Tab-delimited format

This is an example of a file that the application will accept as a correctly formatted "Tab-delimited " file type (only the first 20 lines of the file are shown), as output by the program RMAExpress:


Tab-delimited Format.png


Any number of comment lines, each one starting with a # or a !, can precede the actual array data (however, no empty lines are allowed before, after or between comment lines). All comment lines will be ignored during file parsing. The beginning of the actual data is marked by the first row that does not begin with a # or a ! character. This row is expected to have N+1 tab-separated column names. The first column name can be any character (in the example above it has the value "ID"). The first column name cannot be left blank or be occupied with a white space (for example, a header cannot start with "\t").  The remaining N entries are assumed to be the names of the microarrays comprising the microarray set (in the example above the microarray names are "alpha_factor_release sample013", "alpha_factor_release_sample014" and "alpha_factor_release_sample015").

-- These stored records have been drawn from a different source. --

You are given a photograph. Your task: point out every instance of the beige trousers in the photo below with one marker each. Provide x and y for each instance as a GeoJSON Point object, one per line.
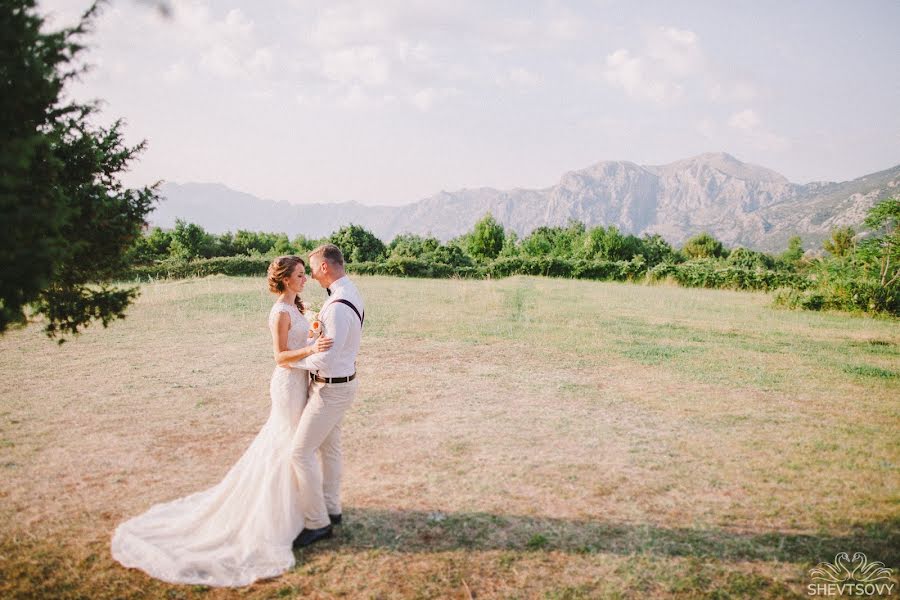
{"type": "Point", "coordinates": [320, 430]}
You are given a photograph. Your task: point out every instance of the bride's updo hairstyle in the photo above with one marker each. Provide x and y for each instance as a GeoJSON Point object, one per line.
{"type": "Point", "coordinates": [280, 268]}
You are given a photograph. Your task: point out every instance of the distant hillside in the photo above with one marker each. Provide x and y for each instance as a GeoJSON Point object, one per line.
{"type": "Point", "coordinates": [740, 203]}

Subsequent lines contain the actual data. Each line corresponds to a single marker and consits of N+1 tab-separated entries. The first entry is the marker name (a string). The remaining N entries are real numbers providing the expression level of the marker at each of the microarrays in the set. A missing value or a non-real value results at a measurement being marked as "missing".


Notes

  1. This simple tab-delimited format just contains array and marker names and the expression data. It does not contain any annotation, nor does it support any groupings of arrays.
  2. This format only supports a single value per marker per array. A second, confidence value is not supported.
  3. Some microarray platforms can include multiple markers/probesets for some or many of the genes represented. If a data file contains e.g. gene symbols rather than individual marker names in the first column, any resulting duplicate appearance of such a label will prevent the file from being read in to geWorkbench.

GenePix Format

Each GenePix file contains data for a differential expression experiment involving a single microarray. A detailed description of the GenePix .gpr format can be found at the manufacturer's site.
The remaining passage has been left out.